The most popular, classic drugs for over-the-counter use include:

  • Aspirin – has all the properties characteristic of non-steroidal anti-inflammatory drugs. It is included in various medications; it is used independently and in combination with other medications. It has been found to help treat infertility and reduce the risk of cancer. Causes damage to the gastric mucosa and bleeding.

  • Paracetamol - for the treatment of colds, infections, as an analgesic and antipyretic for a children's first aid kit. Does not have anti-inflammatory effect. Low toxicity, excreted by the kidneys in 1-4 hours.

  • Ibuprofen is a safe and well-studied drug with a predominant analgesic and antipyretic effect. In terms of potency, it is somewhat inferior to other NSAIDs in this group.

  • Diclofenac is a potent anti-inflammatory drug, a longer-acting analgesic, with a wide range of applications - from surgery and sports medicine, to oncology, gynecology and ophthalmology. Has a low cost. Long-term use increases the risk of heart attack.

  • Ketoprofen - has an analgesic and antipyretic effect, and by the end of the 1st week of use, an anti-inflammatory effect is also achieved. Used for joint diseases, injuries and various types of pain syndromes.

    Melbek) – relieves pain, relieves inflammation, fever, is indicated for arthritis, osteoarthritis, menstrual pain. With high doses and use for a long time, its selectivity decreases, which requires regular medical monitoring. It is a long-lasting drug, which allows it to be taken once a day.

  • Celecoxib (Celebrex, Dilax) - due to its anti-inflammatory and analgesic activity, it is used to treat intestinal polyposis, diseases associated with damage to cartilage tissue and small joints, to reduce pain during menstruation. The drug is harmless to the digestive system.

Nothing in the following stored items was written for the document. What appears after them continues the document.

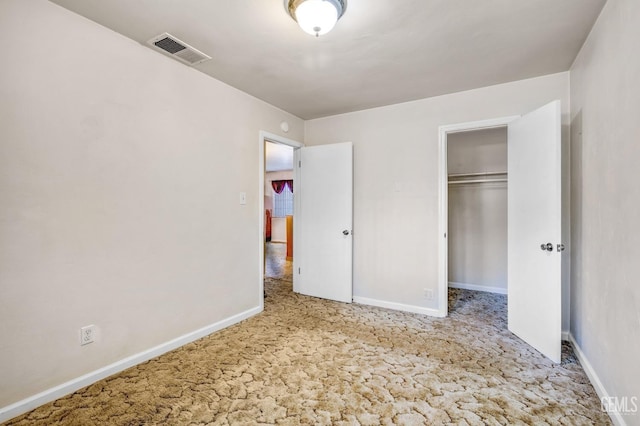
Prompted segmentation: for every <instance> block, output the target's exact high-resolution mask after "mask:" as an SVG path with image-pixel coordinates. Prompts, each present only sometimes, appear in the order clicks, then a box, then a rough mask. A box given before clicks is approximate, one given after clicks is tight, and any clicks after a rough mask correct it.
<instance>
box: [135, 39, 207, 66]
mask: <svg viewBox="0 0 640 426" xmlns="http://www.w3.org/2000/svg"><path fill="white" fill-rule="evenodd" d="M147 43H148V44H149V45H150V46H151V47H152V48H154V49H155V50H159V51H160V52H162V53H164V54H167V55H169V56H171V57H172V58H175V59H177V60H179V61H180V62H184V63H185V64H187V65H197V64H199V63H201V62H204V61H208V60H209V59H211V56H208V55H205V54H204V53H202V52H201V51H199V50H198V49H195V48H193V47H191V46H189V45H188V44H187V43H185V42H183V41H181V40H179V39H177V38H176V37H174V36H172V35H171V34H169V33H164V34H160V35H159V36H156V37H154V38H152V39H151V40H149V41H148V42H147Z"/></svg>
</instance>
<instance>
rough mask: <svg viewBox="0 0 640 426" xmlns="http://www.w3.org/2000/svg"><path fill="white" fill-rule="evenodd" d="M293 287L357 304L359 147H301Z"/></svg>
mask: <svg viewBox="0 0 640 426" xmlns="http://www.w3.org/2000/svg"><path fill="white" fill-rule="evenodd" d="M294 155H295V156H294V165H295V167H296V177H295V185H294V197H295V222H294V228H295V231H294V243H293V262H294V265H293V267H294V271H293V290H294V291H295V292H297V293H301V294H306V295H309V296H315V297H322V298H324V299H331V300H337V301H340V302H347V303H351V301H352V298H353V295H352V246H353V239H352V236H351V233H352V229H353V228H352V223H353V145H352V143H351V142H347V143H339V144H331V145H320V146H312V147H306V148H300V149H298V150H296V151H295V154H294Z"/></svg>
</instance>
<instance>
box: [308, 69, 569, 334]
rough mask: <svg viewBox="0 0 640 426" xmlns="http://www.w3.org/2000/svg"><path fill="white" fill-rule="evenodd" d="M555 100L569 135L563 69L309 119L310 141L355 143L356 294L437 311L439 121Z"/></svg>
mask: <svg viewBox="0 0 640 426" xmlns="http://www.w3.org/2000/svg"><path fill="white" fill-rule="evenodd" d="M554 99H560V100H561V101H562V122H563V139H564V140H565V141H568V123H569V74H568V73H566V72H565V73H559V74H553V75H549V76H545V77H539V78H534V79H529V80H523V81H517V82H513V83H507V84H502V85H497V86H491V87H485V88H481V89H477V90H471V91H466V92H460V93H454V94H450V95H445V96H438V97H434V98H429V99H423V100H419V101H415V102H407V103H403V104H398V105H391V106H387V107H381V108H375V109H370V110H366V111H359V112H354V113H349V114H342V115H337V116H332V117H326V118H320V119H316V120H310V121H306V122H305V143H306V144H308V145H314V144H323V143H332V142H345V141H352V142H353V144H354V148H353V149H354V234H353V238H354V296H356V297H361V298H367V299H373V300H378V301H386V302H393V303H397V304H400V305H407V306H417V307H421V308H432V309H436V308H437V300H438V296H437V290H438V285H437V283H438V238H439V232H438V126H441V125H447V124H455V123H464V122H471V121H478V120H484V119H491V118H497V117H506V116H512V115H519V114H524V113H527V112H529V111H532V110H534V109H536V108H538V107H540V106H542V105H544V104H546V103H548V102H550V101H552V100H554ZM380 170H384V171H385V172H384V173H380ZM565 225H567V227H568V221H567V222H566V223H565ZM565 273H566V271H565ZM564 280H565V282H566V283H567V287H568V275H567V276H565V279H564ZM424 289H431V290H432V291H433V292H434V296H435V297H434V298H433V300H427V299H426V298H425V297H424ZM567 300H568V299H567V298H565V300H564V301H565V302H566V301H567ZM567 307H568V306H565V309H564V310H563V314H564V317H563V329H568V326H569V323H568V309H567Z"/></svg>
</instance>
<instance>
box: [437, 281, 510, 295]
mask: <svg viewBox="0 0 640 426" xmlns="http://www.w3.org/2000/svg"><path fill="white" fill-rule="evenodd" d="M449 287H451V288H460V289H462V290H473V291H484V292H485V293H496V294H507V289H506V288H504V287H489V286H486V285H478V284H468V283H456V282H453V281H449Z"/></svg>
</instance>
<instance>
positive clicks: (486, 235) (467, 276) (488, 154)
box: [447, 127, 508, 294]
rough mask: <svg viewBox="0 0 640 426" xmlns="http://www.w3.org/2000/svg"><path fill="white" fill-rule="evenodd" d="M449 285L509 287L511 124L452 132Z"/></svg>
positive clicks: (449, 163)
mask: <svg viewBox="0 0 640 426" xmlns="http://www.w3.org/2000/svg"><path fill="white" fill-rule="evenodd" d="M447 170H448V200H449V201H448V202H449V205H448V212H449V213H448V214H449V216H448V234H449V235H448V268H449V270H448V273H449V287H455V288H463V289H468V290H479V291H489V292H494V293H503V294H506V293H507V184H508V176H507V128H506V127H500V128H491V129H482V130H474V131H464V132H457V133H449V134H448V135H447Z"/></svg>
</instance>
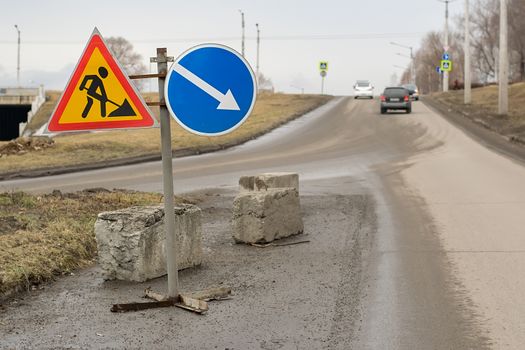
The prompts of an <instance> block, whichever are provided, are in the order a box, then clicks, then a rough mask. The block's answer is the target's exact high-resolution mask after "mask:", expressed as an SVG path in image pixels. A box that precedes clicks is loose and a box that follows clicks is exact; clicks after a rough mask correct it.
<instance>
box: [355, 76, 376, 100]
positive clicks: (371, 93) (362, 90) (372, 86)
mask: <svg viewBox="0 0 525 350" xmlns="http://www.w3.org/2000/svg"><path fill="white" fill-rule="evenodd" d="M359 97H366V98H374V87H373V86H372V84H371V83H370V82H369V81H368V80H358V81H357V82H356V83H355V85H354V98H359Z"/></svg>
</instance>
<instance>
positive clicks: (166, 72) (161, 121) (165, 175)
mask: <svg viewBox="0 0 525 350" xmlns="http://www.w3.org/2000/svg"><path fill="white" fill-rule="evenodd" d="M152 61H153V62H157V70H158V74H159V105H160V106H159V107H160V135H161V145H162V180H163V187H164V217H165V221H164V225H165V230H166V259H167V265H168V298H178V296H179V293H178V289H179V276H178V274H179V272H178V269H177V254H176V252H177V242H176V240H175V210H174V203H173V195H174V193H173V163H172V157H173V155H172V151H171V129H170V121H171V118H170V114H169V112H168V108H167V107H166V100H165V98H164V85H165V82H166V74H167V73H168V56H167V50H166V48H157V57H152Z"/></svg>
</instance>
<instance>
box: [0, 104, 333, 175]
mask: <svg viewBox="0 0 525 350" xmlns="http://www.w3.org/2000/svg"><path fill="white" fill-rule="evenodd" d="M332 99H333V97H332V98H330V99H328V100H327V101H326V102H324V103H321V104H319V105H318V106H315V107H313V108H310V109H308V110H306V111H304V112H302V113H301V114H294V115H292V116H291V117H290V118H289V119H287V120H284V121H281V122H279V123H277V124H276V125H275V126H273V127H272V128H270V129H267V130H263V131H260V132H258V133H256V134H253V135H251V136H249V137H245V138H242V139H239V140H237V141H235V142H228V143H225V144H222V145H213V146H204V147H191V148H183V149H180V150H175V151H173V152H172V157H173V158H182V157H189V156H195V155H199V154H204V153H211V152H216V151H221V150H224V149H228V148H231V147H235V146H239V145H241V144H243V143H246V142H248V141H251V140H254V139H256V138H258V137H260V136H262V135H264V134H267V133H269V132H271V131H272V130H274V129H277V128H278V127H280V126H283V125H285V124H287V123H289V122H291V121H293V120H295V119H297V118H300V117H302V116H304V115H306V114H308V113H310V112H312V111H314V110H316V109H318V108H320V107H322V106H324V105H326V104H327V103H328V102H330V101H332ZM161 159H162V158H161V154H160V149H159V152H158V153H155V154H145V155H142V156H136V157H129V158H119V159H111V160H106V161H102V162H95V163H89V164H79V165H69V166H61V167H49V168H39V169H32V170H22V171H13V172H5V173H0V181H4V180H13V179H21V178H34V177H42V176H51V175H61V174H68V173H74V172H80V171H89V170H97V169H103V168H109V167H117V166H124V165H132V164H139V163H146V162H154V161H159V160H161Z"/></svg>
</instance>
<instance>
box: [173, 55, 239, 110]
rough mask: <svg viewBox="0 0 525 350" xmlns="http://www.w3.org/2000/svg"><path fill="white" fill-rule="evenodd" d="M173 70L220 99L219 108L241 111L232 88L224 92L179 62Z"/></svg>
mask: <svg viewBox="0 0 525 350" xmlns="http://www.w3.org/2000/svg"><path fill="white" fill-rule="evenodd" d="M173 70H174V71H175V72H177V73H179V74H180V75H181V76H183V77H184V78H185V79H186V80H188V81H190V82H191V83H192V84H193V85H195V86H197V87H198V88H199V89H201V90H202V91H204V92H205V93H207V94H208V95H210V96H211V97H213V98H214V99H216V100H217V101H219V105H218V106H217V109H222V110H229V111H240V110H241V109H240V108H239V105H238V104H237V101H235V97H233V94H232V92H231V90H230V89H228V91H227V92H226V93H225V94H223V93H222V92H220V91H219V90H217V89H216V88H214V87H213V86H211V85H210V84H208V83H207V82H205V81H204V80H202V79H201V78H199V77H198V76H196V75H195V74H193V73H192V72H190V71H189V70H187V69H186V68H184V67H183V66H181V65H180V64H178V63H175V66H174V67H173Z"/></svg>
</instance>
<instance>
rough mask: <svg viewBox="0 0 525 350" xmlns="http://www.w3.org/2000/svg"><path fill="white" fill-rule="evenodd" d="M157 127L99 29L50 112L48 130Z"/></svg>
mask: <svg viewBox="0 0 525 350" xmlns="http://www.w3.org/2000/svg"><path fill="white" fill-rule="evenodd" d="M148 127H158V122H157V120H156V119H155V118H154V117H153V114H152V113H151V111H150V110H149V108H148V107H147V106H146V103H145V102H144V100H143V99H142V97H141V96H140V94H139V92H138V91H137V90H136V89H135V87H134V86H133V85H132V84H131V82H130V80H129V78H128V76H127V75H126V74H125V73H124V70H123V69H122V67H121V66H120V64H119V63H118V61H117V60H116V58H115V57H113V55H112V53H111V51H110V50H109V49H108V47H107V45H106V43H105V41H104V39H103V38H102V35H100V33H99V31H98V30H97V28H95V30H93V34H91V38H90V39H89V41H88V44H87V45H86V48H85V49H84V52H83V54H82V56H81V57H80V60H79V61H78V63H77V66H76V67H75V70H74V71H73V74H72V75H71V78H70V79H69V82H68V84H67V86H66V89H65V90H64V92H63V93H62V96H61V97H60V100H59V101H58V104H57V106H56V108H55V111H54V112H53V114H52V115H51V119H50V120H49V123H48V125H47V131H48V132H63V131H79V130H101V129H129V128H148Z"/></svg>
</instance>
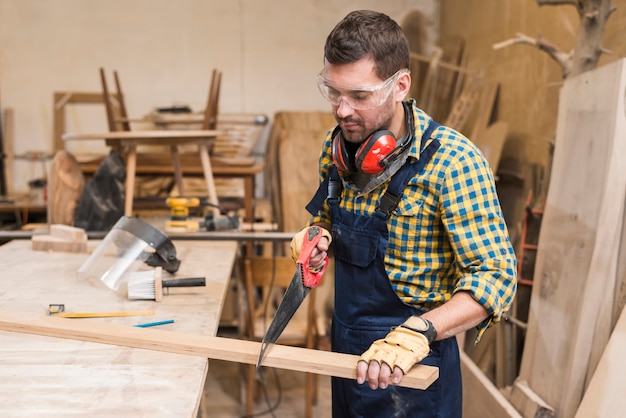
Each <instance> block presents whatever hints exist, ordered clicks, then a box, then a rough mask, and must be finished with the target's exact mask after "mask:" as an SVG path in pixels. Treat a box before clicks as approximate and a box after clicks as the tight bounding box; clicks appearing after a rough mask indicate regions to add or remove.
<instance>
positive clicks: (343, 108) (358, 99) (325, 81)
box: [319, 59, 397, 143]
mask: <svg viewBox="0 0 626 418" xmlns="http://www.w3.org/2000/svg"><path fill="white" fill-rule="evenodd" d="M396 81H397V75H394V76H393V77H391V78H389V79H388V80H381V79H380V78H379V77H378V76H377V75H376V72H375V70H374V63H373V62H372V61H371V60H369V59H364V60H360V61H357V62H354V63H350V64H341V65H331V64H328V63H326V64H325V66H324V71H322V74H321V75H320V81H319V83H320V85H321V87H320V89H321V88H324V89H325V91H324V93H323V94H325V96H327V97H326V98H327V100H329V101H330V102H331V105H332V108H333V113H334V115H335V119H336V120H337V123H338V124H339V126H340V128H341V131H342V134H343V137H344V138H345V140H346V141H348V142H353V143H361V142H363V141H364V140H365V139H366V138H367V137H368V136H369V135H370V134H372V132H374V131H377V130H381V129H389V127H390V124H391V119H392V116H393V113H394V109H395V100H394V94H393V89H394V88H395V84H396ZM355 107H356V109H355Z"/></svg>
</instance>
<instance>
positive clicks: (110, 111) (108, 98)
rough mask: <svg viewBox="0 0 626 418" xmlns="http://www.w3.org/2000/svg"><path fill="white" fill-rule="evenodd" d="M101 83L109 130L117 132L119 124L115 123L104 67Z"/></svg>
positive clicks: (103, 101)
mask: <svg viewBox="0 0 626 418" xmlns="http://www.w3.org/2000/svg"><path fill="white" fill-rule="evenodd" d="M100 83H101V84H102V101H103V102H104V108H105V110H106V115H107V124H108V126H109V131H110V132H115V131H117V126H116V124H115V112H114V111H113V103H112V102H111V95H110V94H109V88H108V86H107V80H106V74H105V73H104V68H100Z"/></svg>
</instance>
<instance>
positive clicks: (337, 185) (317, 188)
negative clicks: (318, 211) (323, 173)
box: [305, 165, 343, 215]
mask: <svg viewBox="0 0 626 418" xmlns="http://www.w3.org/2000/svg"><path fill="white" fill-rule="evenodd" d="M342 190H343V185H342V183H341V178H339V170H337V167H335V165H332V166H331V167H330V169H329V171H328V174H326V177H324V181H323V182H322V183H321V184H320V186H319V187H318V188H317V192H315V195H314V196H313V198H312V199H311V201H310V202H309V203H308V204H307V205H306V206H305V208H306V210H307V211H308V212H309V213H310V214H311V215H315V214H316V213H317V212H318V211H319V210H320V209H322V207H323V206H324V201H325V200H326V198H328V199H339V196H341V191H342Z"/></svg>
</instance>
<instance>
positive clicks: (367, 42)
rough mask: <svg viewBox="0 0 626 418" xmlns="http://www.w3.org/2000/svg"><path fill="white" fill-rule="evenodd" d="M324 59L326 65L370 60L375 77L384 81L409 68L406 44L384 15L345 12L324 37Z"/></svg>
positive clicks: (371, 11)
mask: <svg viewBox="0 0 626 418" xmlns="http://www.w3.org/2000/svg"><path fill="white" fill-rule="evenodd" d="M324 58H325V59H326V60H327V61H328V62H329V63H330V64H349V63H352V62H356V61H358V60H360V59H362V58H372V59H373V61H374V65H375V69H376V75H378V77H380V78H381V79H382V80H385V79H387V78H389V77H391V76H392V75H393V74H395V73H396V72H397V71H398V70H401V69H403V68H409V43H408V41H407V39H406V36H405V35H404V32H403V31H402V28H400V26H399V25H398V24H397V23H396V21H395V20H393V19H391V18H390V17H389V16H387V15H386V14H384V13H379V12H374V11H371V10H357V11H354V12H351V13H349V14H348V15H347V16H346V17H344V18H343V20H342V21H341V22H339V23H338V24H337V26H335V28H334V29H333V30H332V31H331V32H330V34H329V35H328V38H326V45H324Z"/></svg>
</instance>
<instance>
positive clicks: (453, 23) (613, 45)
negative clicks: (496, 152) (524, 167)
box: [440, 0, 626, 168]
mask: <svg viewBox="0 0 626 418" xmlns="http://www.w3.org/2000/svg"><path fill="white" fill-rule="evenodd" d="M612 4H613V5H614V6H617V7H618V8H617V10H616V11H615V12H614V13H613V14H612V15H611V16H610V17H609V19H608V22H607V25H606V28H605V34H604V47H605V48H606V49H608V50H611V51H612V52H613V54H612V55H603V56H602V57H601V59H600V62H599V63H598V66H602V65H604V64H606V63H608V62H611V61H614V60H617V59H619V58H620V57H624V56H625V55H626V36H624V35H625V31H624V28H625V27H626V7H625V6H626V4H625V2H624V1H613V2H612ZM440 7H441V26H440V42H441V44H442V45H446V44H447V43H449V42H451V41H452V40H454V39H456V38H457V37H462V38H464V39H465V41H466V47H467V51H468V66H469V67H470V68H483V69H484V70H485V72H486V74H487V77H488V78H489V79H491V80H494V81H498V82H500V97H499V106H498V119H499V120H504V121H507V122H508V123H509V135H508V137H507V144H506V146H505V149H504V151H503V161H504V162H503V164H506V162H507V161H508V162H511V161H517V162H520V163H522V165H523V164H535V163H536V164H540V165H541V164H545V162H546V159H547V156H548V151H549V144H550V143H551V142H552V141H553V140H554V135H555V132H556V119H557V111H558V96H559V90H560V86H561V84H562V81H563V78H562V75H561V69H560V67H559V65H558V64H557V63H556V62H555V61H554V60H552V59H551V58H550V57H549V56H548V55H547V54H546V53H544V52H542V51H539V49H537V48H536V47H534V46H530V45H520V44H517V45H513V46H509V47H506V48H503V49H498V50H494V49H493V48H492V46H493V45H494V44H496V43H499V42H502V41H505V40H508V39H511V38H515V37H516V34H517V33H518V32H521V33H523V34H525V35H527V36H530V37H533V38H537V37H542V38H544V39H546V40H548V41H550V42H551V43H552V44H553V45H555V46H557V47H558V48H560V49H561V50H563V51H564V52H569V51H570V50H571V49H572V48H573V47H574V45H575V42H576V36H577V34H578V26H579V17H578V14H577V12H576V9H575V8H574V7H573V6H571V5H559V6H542V7H540V6H538V4H537V2H536V1H531V0H516V1H501V0H482V1H472V2H468V1H466V0H442V1H441V6H440ZM500 167H501V168H502V164H501V166H500Z"/></svg>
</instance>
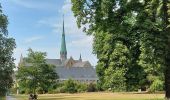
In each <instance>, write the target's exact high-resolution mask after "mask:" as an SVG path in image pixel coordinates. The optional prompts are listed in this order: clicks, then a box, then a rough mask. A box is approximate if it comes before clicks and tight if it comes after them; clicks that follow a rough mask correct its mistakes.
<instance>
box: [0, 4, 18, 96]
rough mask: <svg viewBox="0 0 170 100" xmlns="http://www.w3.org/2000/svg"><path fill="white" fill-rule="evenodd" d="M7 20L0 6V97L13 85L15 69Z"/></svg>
mask: <svg viewBox="0 0 170 100" xmlns="http://www.w3.org/2000/svg"><path fill="white" fill-rule="evenodd" d="M7 26H8V19H7V16H6V15H4V13H3V12H2V8H1V6H0V96H4V95H5V94H6V92H7V91H8V89H9V88H10V87H11V86H12V84H13V77H12V75H13V72H14V71H13V69H14V67H15V64H14V58H13V57H12V54H13V50H14V48H15V40H14V39H13V38H9V37H8V30H7Z"/></svg>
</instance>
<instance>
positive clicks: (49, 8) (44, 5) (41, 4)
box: [11, 0, 56, 10]
mask: <svg viewBox="0 0 170 100" xmlns="http://www.w3.org/2000/svg"><path fill="white" fill-rule="evenodd" d="M11 1H12V2H13V3H15V4H17V5H19V6H22V7H25V8H32V9H40V10H45V9H46V10H49V9H55V8H56V5H55V4H53V3H51V2H49V1H48V0H42V1H40V0H11Z"/></svg>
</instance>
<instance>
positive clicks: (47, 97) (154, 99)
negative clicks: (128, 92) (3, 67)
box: [15, 92, 164, 100]
mask: <svg viewBox="0 0 170 100" xmlns="http://www.w3.org/2000/svg"><path fill="white" fill-rule="evenodd" d="M15 98H16V99H17V100H28V95H15ZM163 98H164V94H135V93H102V92H96V93H78V94H44V95H38V100H163Z"/></svg>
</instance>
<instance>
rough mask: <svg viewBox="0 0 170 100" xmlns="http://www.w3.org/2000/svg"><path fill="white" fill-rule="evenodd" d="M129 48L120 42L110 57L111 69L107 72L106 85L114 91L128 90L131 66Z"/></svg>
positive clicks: (117, 43)
mask: <svg viewBox="0 0 170 100" xmlns="http://www.w3.org/2000/svg"><path fill="white" fill-rule="evenodd" d="M129 58H130V55H129V50H128V48H127V47H126V46H125V45H123V44H122V42H120V41H118V42H117V43H116V44H115V49H114V50H113V53H112V54H111V55H110V64H109V67H108V68H107V69H106V70H105V77H104V78H105V83H104V84H105V85H106V87H107V88H111V90H112V91H125V90H126V77H125V75H126V73H127V71H128V69H129V65H130V59H129Z"/></svg>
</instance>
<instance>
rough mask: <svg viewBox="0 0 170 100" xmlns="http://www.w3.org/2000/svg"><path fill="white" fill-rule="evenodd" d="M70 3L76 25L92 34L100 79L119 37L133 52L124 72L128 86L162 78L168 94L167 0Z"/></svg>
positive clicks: (130, 51)
mask: <svg viewBox="0 0 170 100" xmlns="http://www.w3.org/2000/svg"><path fill="white" fill-rule="evenodd" d="M72 5H73V6H72V11H73V13H74V16H75V17H76V19H77V24H78V27H83V28H84V31H85V32H87V33H88V34H90V35H93V36H94V44H93V50H94V53H95V54H97V58H98V59H99V61H98V65H97V73H98V76H99V79H100V81H101V83H104V76H105V73H104V72H105V70H106V69H108V67H109V64H110V60H109V59H110V58H111V53H112V52H113V50H114V49H115V47H114V44H115V43H116V42H117V41H122V42H123V44H124V45H125V46H126V47H127V48H128V49H129V52H130V54H131V55H132V59H131V62H132V63H131V66H130V67H129V70H128V72H127V73H126V75H125V77H126V80H127V84H128V85H127V86H136V87H135V88H138V87H140V84H143V85H146V86H147V85H148V87H150V86H153V84H155V83H158V82H157V81H158V80H159V81H165V89H166V97H167V98H170V85H169V82H170V81H169V80H170V74H169V73H170V70H169V69H170V68H169V66H170V63H169V62H170V61H169V60H170V58H169V54H170V53H169V52H170V46H169V44H170V42H169V40H170V39H169V37H170V36H169V32H170V24H169V19H170V13H169V11H170V2H169V1H168V0H72ZM110 36H111V37H110ZM108 37H110V38H108ZM140 74H141V75H140ZM134 76H137V77H134ZM164 79H165V80H164ZM140 80H142V81H140ZM154 80H156V81H154ZM138 83H140V84H138ZM129 88H131V89H130V90H133V88H132V87H128V89H129Z"/></svg>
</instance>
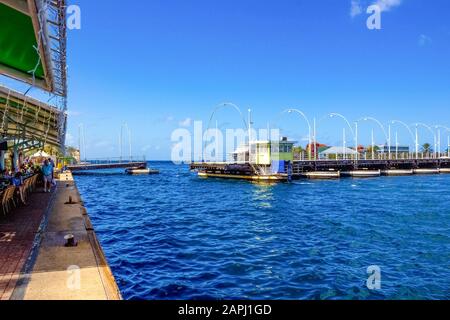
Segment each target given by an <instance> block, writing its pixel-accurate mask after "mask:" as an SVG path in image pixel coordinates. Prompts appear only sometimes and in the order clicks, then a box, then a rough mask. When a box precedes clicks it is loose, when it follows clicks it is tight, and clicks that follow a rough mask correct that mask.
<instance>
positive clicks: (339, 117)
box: [329, 112, 358, 160]
mask: <svg viewBox="0 0 450 320" xmlns="http://www.w3.org/2000/svg"><path fill="white" fill-rule="evenodd" d="M329 116H330V118H334V117H338V118H341V119H343V120H344V121H345V122H346V123H347V125H348V127H349V128H350V132H351V133H352V136H353V139H354V141H355V144H356V147H355V148H356V154H357V156H356V160H358V136H357V134H356V135H355V131H354V130H353V128H352V125H351V124H350V121H348V119H347V118H346V117H345V116H343V115H342V114H340V113H336V112H333V113H330V114H329ZM356 131H358V125H356ZM343 138H344V150H343V151H344V152H345V144H346V141H345V129H344V137H343Z"/></svg>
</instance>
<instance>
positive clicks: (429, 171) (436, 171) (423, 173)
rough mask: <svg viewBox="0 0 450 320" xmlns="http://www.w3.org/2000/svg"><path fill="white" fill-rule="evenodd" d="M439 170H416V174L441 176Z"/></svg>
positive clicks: (432, 169) (424, 169)
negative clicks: (431, 174) (439, 174)
mask: <svg viewBox="0 0 450 320" xmlns="http://www.w3.org/2000/svg"><path fill="white" fill-rule="evenodd" d="M440 172H441V171H440V170H439V169H414V174H439V173H440Z"/></svg>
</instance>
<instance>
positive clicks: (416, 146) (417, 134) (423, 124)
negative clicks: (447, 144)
mask: <svg viewBox="0 0 450 320" xmlns="http://www.w3.org/2000/svg"><path fill="white" fill-rule="evenodd" d="M414 125H415V126H416V138H417V139H416V148H417V149H418V147H419V133H418V128H419V127H424V128H426V129H428V131H430V132H431V134H432V135H433V138H434V153H435V157H436V148H437V139H436V133H435V132H434V131H433V129H432V128H431V127H430V126H428V125H426V124H424V123H420V122H419V123H416V124H414Z"/></svg>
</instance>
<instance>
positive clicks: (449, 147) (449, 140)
mask: <svg viewBox="0 0 450 320" xmlns="http://www.w3.org/2000/svg"><path fill="white" fill-rule="evenodd" d="M434 128H435V129H436V130H438V145H439V155H440V154H441V131H440V129H444V130H445V131H447V132H450V128H449V127H446V126H441V125H437V126H434ZM447 156H448V157H450V135H449V136H447Z"/></svg>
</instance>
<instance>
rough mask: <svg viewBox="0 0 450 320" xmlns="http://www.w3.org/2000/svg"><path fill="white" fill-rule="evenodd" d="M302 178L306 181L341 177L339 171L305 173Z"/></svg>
mask: <svg viewBox="0 0 450 320" xmlns="http://www.w3.org/2000/svg"><path fill="white" fill-rule="evenodd" d="M304 176H305V177H306V178H308V179H339V178H340V177H341V172H340V171H313V172H307V173H305V174H304Z"/></svg>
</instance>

  • Lornoxicam (Xefocam, Larfix) is a strong anti-inflammatory and antirheumatic drug, belongs to oxicams. Long-term use requires regular medical supervision, because NSAIDs can affect the gastrointestinal mucosa, renal blood flow, hematopoietic system, and the number of platelets in the blood.

  • Nimesulide (Nise, Mesulide, Aulin) is an inexpensive medicine that has a comprehensive effect on the problem. It has antioxidant properties, relieves acute pain, incl. post-traumatic, menstrual, muscle and dental, prevents the destruction of cartilage tissue, improves mobility. Prescribed for systemic connective tissue diseases, knee bursitis, inflammation and degeneration of tendon tissue. The formulation comes in a variety of dosage forms.

The range of indications for use is wide, but it is important to remember that NSAIDs - selective, and especially non-selective, being an indispensable tool in the treatment of many diseases, do not exclude the possibility of developing various complications and unwanted reactions in the body. Long-term uncontrolled use of drugs is unacceptable.